FUS2 antibody targets the human N-acetyltransferase 6 (NAT6) protein, encoded by the NAT6 gene (NCBI Gene ID: 24142). NAT6 is implicated in cellular processes such as lysine acetylation, though its precise biological roles remain under investigation . The antibody is generated using a synthetic peptide corresponding to amino acids 246–308 of the human NAT6 protein .
| Antibody Dilution | Observed Band Size | Specificity (WT vs. KO) | Source |
|---|---|---|---|
| 1:500–1:3000 | ~70 kDa | Confirmed in A431, H1299 | |
| 1:1000–1:10000 | ~70 kDa | Validated in HeLa WT/KO |
FUS2 antibody detects a single band at ~70 kDa in human cell lines (e.g., A431, H1299, HeLa), with no cross-reactivity in FUS2 knockout (KO) controls .

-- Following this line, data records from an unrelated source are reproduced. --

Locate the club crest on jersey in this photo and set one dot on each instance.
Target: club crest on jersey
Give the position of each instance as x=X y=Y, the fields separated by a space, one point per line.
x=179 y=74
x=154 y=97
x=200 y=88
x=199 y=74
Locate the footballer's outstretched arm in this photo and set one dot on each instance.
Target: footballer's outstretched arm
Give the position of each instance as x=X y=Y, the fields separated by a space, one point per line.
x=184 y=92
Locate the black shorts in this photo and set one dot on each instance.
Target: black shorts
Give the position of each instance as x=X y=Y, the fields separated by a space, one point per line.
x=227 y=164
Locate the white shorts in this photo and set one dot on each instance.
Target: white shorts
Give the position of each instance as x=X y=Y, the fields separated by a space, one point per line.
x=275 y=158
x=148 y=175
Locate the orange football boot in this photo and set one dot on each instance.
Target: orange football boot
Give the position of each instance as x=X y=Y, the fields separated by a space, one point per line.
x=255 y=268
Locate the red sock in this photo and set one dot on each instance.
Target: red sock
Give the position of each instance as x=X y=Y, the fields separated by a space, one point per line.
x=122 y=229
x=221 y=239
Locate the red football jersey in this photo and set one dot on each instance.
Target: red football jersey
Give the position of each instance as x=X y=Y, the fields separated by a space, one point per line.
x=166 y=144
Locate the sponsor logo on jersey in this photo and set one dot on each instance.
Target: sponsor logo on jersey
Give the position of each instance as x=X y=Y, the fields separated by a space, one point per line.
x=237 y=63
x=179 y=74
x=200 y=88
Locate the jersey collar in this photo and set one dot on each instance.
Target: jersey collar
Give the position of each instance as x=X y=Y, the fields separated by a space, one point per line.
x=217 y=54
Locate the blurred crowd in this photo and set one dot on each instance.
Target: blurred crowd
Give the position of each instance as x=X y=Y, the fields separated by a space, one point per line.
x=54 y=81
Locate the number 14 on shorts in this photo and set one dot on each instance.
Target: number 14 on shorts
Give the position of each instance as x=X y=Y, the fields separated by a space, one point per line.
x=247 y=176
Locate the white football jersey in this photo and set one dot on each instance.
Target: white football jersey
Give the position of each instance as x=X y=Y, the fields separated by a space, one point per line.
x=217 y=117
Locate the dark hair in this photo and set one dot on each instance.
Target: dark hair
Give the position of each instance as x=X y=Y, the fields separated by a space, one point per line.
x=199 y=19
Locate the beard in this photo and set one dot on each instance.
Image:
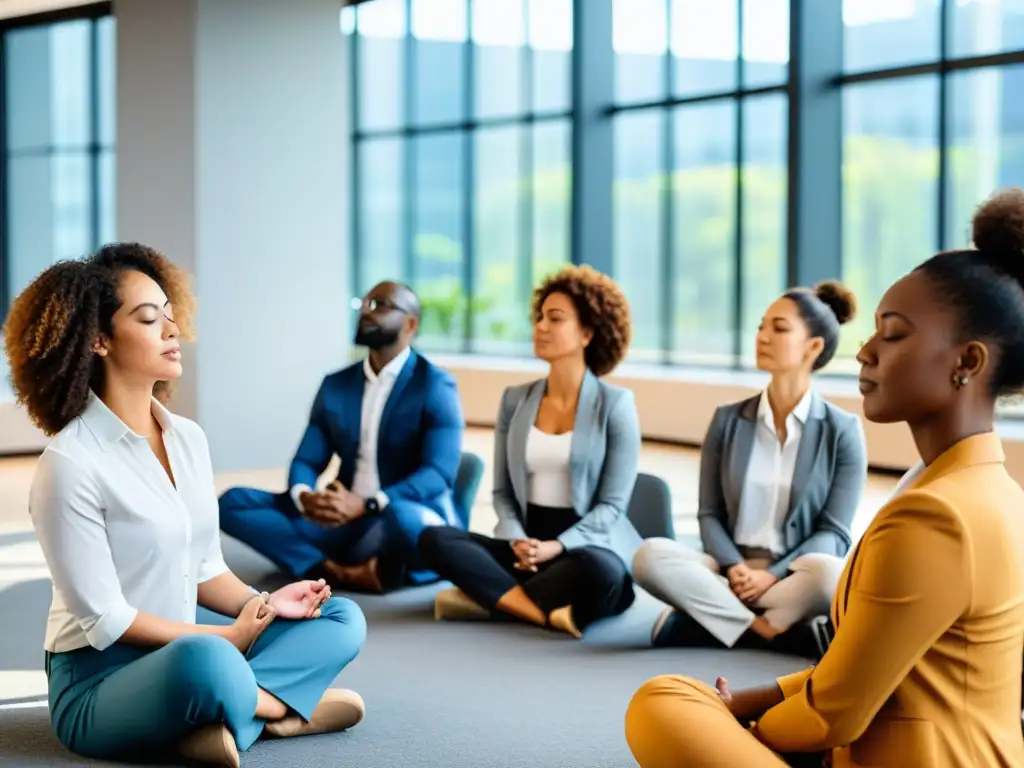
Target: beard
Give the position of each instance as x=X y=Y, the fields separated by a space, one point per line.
x=375 y=337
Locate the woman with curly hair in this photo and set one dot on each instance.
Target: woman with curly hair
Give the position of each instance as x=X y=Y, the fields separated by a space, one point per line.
x=565 y=461
x=781 y=474
x=153 y=643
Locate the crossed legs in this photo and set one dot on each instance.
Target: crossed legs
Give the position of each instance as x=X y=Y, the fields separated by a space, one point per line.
x=688 y=581
x=112 y=704
x=570 y=592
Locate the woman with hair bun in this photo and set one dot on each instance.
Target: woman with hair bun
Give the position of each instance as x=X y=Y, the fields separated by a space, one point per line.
x=925 y=668
x=781 y=475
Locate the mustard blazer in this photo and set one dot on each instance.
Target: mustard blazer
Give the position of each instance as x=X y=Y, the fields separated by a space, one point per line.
x=925 y=669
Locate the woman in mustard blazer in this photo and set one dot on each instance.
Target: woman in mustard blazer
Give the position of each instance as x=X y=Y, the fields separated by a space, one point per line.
x=925 y=668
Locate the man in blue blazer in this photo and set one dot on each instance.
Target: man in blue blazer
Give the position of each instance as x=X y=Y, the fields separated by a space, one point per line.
x=395 y=422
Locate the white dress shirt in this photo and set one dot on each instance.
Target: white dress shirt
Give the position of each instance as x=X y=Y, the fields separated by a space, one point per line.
x=548 y=470
x=376 y=390
x=118 y=537
x=764 y=501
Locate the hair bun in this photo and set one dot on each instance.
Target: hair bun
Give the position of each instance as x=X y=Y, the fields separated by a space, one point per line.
x=839 y=298
x=998 y=231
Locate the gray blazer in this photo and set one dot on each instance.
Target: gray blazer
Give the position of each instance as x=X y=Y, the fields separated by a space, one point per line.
x=603 y=461
x=830 y=471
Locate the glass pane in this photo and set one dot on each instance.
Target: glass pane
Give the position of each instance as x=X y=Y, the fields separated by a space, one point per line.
x=640 y=37
x=500 y=34
x=380 y=209
x=48 y=86
x=552 y=198
x=49 y=213
x=890 y=180
x=890 y=33
x=437 y=240
x=439 y=28
x=986 y=142
x=704 y=184
x=551 y=38
x=107 y=197
x=500 y=316
x=380 y=60
x=981 y=27
x=764 y=223
x=71 y=45
x=107 y=79
x=705 y=44
x=638 y=224
x=766 y=42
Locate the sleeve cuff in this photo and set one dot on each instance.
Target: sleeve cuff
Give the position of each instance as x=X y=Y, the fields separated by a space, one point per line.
x=296 y=492
x=791 y=685
x=111 y=626
x=211 y=569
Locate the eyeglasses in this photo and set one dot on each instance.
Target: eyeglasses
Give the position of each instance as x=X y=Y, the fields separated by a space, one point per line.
x=374 y=304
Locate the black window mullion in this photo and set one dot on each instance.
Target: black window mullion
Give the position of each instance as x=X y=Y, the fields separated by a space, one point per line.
x=737 y=232
x=469 y=183
x=668 y=244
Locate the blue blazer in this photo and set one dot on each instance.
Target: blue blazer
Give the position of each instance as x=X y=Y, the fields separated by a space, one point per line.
x=603 y=461
x=420 y=441
x=832 y=468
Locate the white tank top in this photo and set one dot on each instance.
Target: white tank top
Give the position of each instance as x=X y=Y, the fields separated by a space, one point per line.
x=548 y=470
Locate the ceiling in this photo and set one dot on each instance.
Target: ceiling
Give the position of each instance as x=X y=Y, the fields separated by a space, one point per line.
x=10 y=8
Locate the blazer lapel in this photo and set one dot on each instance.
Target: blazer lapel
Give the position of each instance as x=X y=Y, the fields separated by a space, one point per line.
x=583 y=430
x=522 y=421
x=807 y=454
x=404 y=376
x=739 y=454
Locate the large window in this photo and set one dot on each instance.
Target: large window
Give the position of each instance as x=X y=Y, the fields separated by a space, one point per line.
x=699 y=183
x=462 y=159
x=933 y=123
x=711 y=171
x=57 y=125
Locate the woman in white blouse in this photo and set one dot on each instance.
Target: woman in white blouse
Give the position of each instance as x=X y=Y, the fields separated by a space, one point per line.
x=781 y=475
x=152 y=642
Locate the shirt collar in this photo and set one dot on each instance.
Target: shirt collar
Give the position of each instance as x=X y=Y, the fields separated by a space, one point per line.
x=390 y=371
x=108 y=426
x=801 y=412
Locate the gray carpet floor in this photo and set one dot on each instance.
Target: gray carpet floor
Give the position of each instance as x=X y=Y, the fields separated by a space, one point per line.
x=438 y=694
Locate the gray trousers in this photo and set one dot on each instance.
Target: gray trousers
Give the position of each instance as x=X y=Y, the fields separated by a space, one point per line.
x=689 y=581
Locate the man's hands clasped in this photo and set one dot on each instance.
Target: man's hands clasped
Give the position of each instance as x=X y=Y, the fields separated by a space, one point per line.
x=333 y=506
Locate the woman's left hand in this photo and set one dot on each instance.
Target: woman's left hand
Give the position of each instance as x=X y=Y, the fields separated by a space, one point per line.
x=756 y=584
x=300 y=599
x=544 y=551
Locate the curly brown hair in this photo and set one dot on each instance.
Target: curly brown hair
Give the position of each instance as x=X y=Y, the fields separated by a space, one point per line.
x=52 y=325
x=603 y=310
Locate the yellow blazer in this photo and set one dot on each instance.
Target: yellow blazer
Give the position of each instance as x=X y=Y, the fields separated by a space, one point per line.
x=925 y=669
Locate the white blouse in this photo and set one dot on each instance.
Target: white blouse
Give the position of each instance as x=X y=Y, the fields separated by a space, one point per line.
x=548 y=470
x=764 y=501
x=117 y=535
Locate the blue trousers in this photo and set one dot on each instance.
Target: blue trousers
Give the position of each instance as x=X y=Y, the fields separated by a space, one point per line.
x=115 y=704
x=267 y=522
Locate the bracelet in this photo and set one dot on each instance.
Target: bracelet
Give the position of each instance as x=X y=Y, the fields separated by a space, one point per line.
x=248 y=600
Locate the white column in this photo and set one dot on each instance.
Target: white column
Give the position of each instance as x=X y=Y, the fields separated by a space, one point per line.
x=232 y=159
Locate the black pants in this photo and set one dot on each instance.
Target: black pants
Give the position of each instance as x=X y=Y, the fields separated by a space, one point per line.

The antibody efficiently immunoprecipitates NAT6 from HeLa lysates, as demonstrated by post-IP Western blot analysis .
IF: Distinct nuclear and cytoplasmic staining in HeLa WT cells, absent in KO .
Flow Cytometry: Robust signal in WT vs. KO cells at concentrations as low as 0.2 μg/mL .

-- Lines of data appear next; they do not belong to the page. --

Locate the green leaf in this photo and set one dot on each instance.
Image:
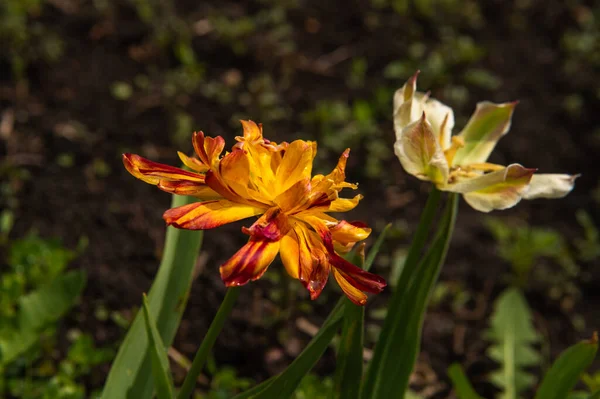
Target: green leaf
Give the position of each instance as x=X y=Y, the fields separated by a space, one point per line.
x=163 y=380
x=131 y=373
x=567 y=369
x=409 y=268
x=313 y=351
x=462 y=385
x=398 y=345
x=286 y=383
x=512 y=335
x=39 y=309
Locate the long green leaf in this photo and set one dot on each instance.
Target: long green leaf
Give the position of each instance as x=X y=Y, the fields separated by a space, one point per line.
x=313 y=351
x=350 y=352
x=419 y=240
x=400 y=345
x=567 y=369
x=284 y=385
x=349 y=365
x=163 y=380
x=512 y=335
x=462 y=385
x=37 y=310
x=131 y=373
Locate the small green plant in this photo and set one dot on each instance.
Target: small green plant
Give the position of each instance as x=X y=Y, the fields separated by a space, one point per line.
x=37 y=291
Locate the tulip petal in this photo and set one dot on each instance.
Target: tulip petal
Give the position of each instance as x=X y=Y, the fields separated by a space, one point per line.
x=193 y=189
x=354 y=294
x=153 y=172
x=294 y=198
x=497 y=190
x=250 y=262
x=208 y=214
x=296 y=165
x=487 y=125
x=208 y=149
x=550 y=186
x=271 y=226
x=192 y=163
x=344 y=204
x=420 y=153
x=347 y=232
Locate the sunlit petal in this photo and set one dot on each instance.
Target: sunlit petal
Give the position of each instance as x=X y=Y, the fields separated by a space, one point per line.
x=209 y=214
x=153 y=172
x=296 y=164
x=487 y=125
x=250 y=262
x=550 y=186
x=497 y=190
x=208 y=149
x=193 y=189
x=420 y=153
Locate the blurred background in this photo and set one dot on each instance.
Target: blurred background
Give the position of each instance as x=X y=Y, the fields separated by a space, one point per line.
x=83 y=81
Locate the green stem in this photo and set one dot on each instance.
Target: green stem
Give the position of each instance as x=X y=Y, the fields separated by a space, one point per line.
x=207 y=343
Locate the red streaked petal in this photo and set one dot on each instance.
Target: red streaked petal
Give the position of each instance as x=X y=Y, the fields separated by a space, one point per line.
x=249 y=263
x=271 y=226
x=153 y=172
x=188 y=188
x=208 y=214
x=346 y=232
x=357 y=277
x=354 y=294
x=192 y=163
x=208 y=149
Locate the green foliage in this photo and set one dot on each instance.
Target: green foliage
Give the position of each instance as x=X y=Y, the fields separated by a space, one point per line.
x=398 y=345
x=512 y=335
x=315 y=387
x=523 y=246
x=163 y=380
x=23 y=39
x=168 y=295
x=36 y=293
x=567 y=369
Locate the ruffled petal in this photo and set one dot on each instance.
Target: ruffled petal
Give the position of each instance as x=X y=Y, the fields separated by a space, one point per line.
x=208 y=149
x=153 y=172
x=550 y=186
x=487 y=125
x=497 y=190
x=344 y=204
x=193 y=189
x=209 y=214
x=295 y=198
x=349 y=232
x=354 y=294
x=296 y=165
x=272 y=226
x=250 y=262
x=192 y=163
x=420 y=153
x=352 y=279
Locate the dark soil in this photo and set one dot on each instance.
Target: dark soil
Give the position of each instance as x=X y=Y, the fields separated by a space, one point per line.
x=66 y=107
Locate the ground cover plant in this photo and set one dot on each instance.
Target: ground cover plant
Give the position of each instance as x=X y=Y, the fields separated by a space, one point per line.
x=85 y=82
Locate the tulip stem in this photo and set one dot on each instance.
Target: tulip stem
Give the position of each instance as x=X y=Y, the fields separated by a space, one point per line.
x=207 y=343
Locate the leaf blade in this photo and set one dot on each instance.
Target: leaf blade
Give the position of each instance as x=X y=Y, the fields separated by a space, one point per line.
x=163 y=380
x=567 y=369
x=130 y=374
x=460 y=382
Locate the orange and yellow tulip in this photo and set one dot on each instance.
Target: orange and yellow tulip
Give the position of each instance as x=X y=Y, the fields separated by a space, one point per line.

FUS2 antibody is primarily used in:
Protein Expression Profiling: Detecting NAT6 in cancer cell lines (e.g., A431, H1299) .

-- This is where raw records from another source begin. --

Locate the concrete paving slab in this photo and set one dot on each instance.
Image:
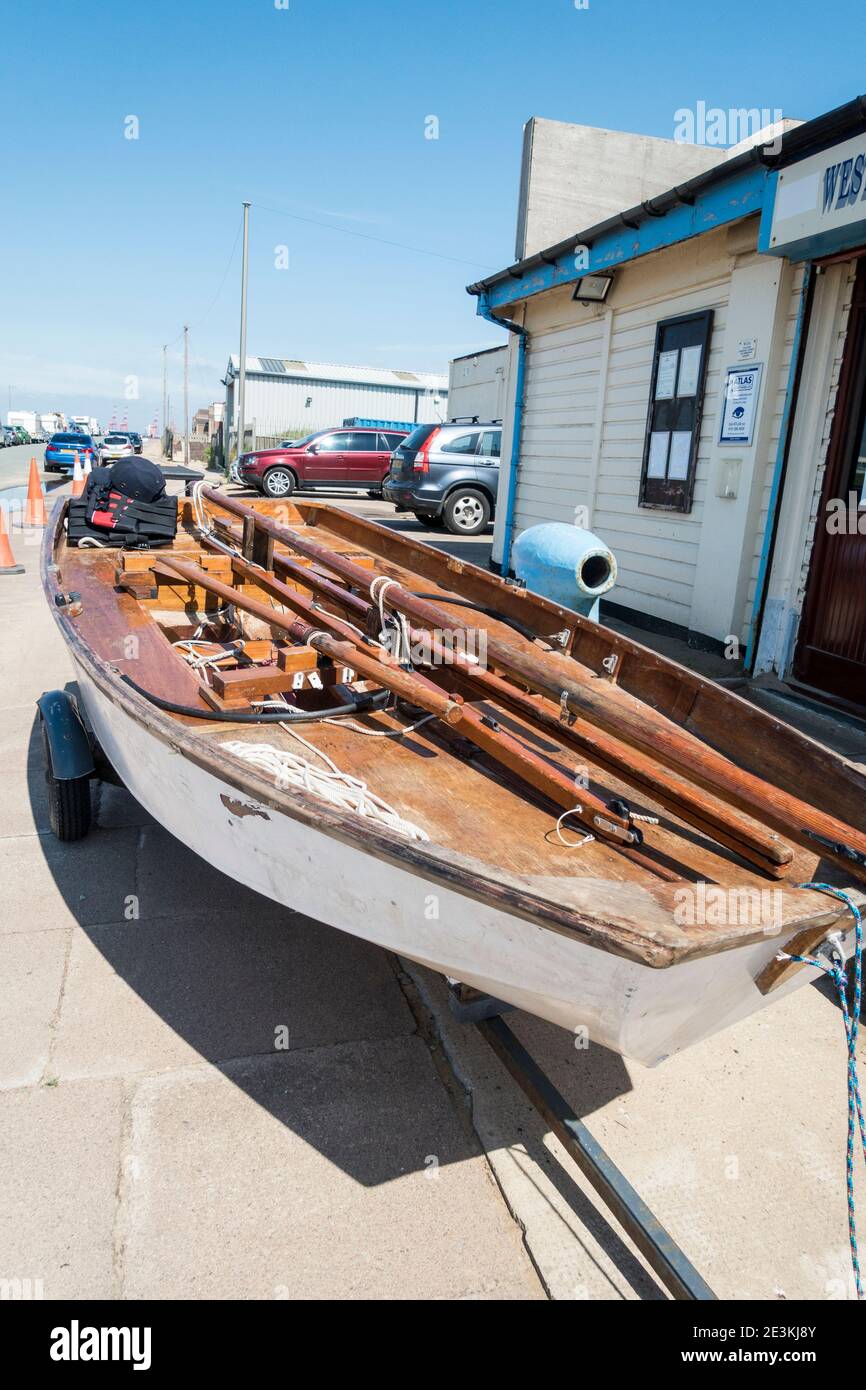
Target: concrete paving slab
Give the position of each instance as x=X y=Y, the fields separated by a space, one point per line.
x=60 y=1150
x=20 y=745
x=142 y=995
x=737 y=1146
x=335 y=1173
x=32 y=970
x=24 y=808
x=50 y=884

Mechanistic Studies: Investigating NAT6’s role in lysine acetylation and cellular metabolism .
Therapeutic Development: Serving as a tool for validating NAT6-targeted therapies .
KEGG: sce:YMR232W
STRING: 4932.YMR232W
Fusion antibody technologies represent an important advancement in therapeutic development. These engineered proteins combine the exquisite specificity and favorable pharmacokinetic properties of antibodies with disease-relevant payloads. The unimolecular format of antibody fusion proteins eliminates the need for chemical conjugation and circumvents downstream dosing, manufacturing, and optimization challenges that could impede regulatory approval .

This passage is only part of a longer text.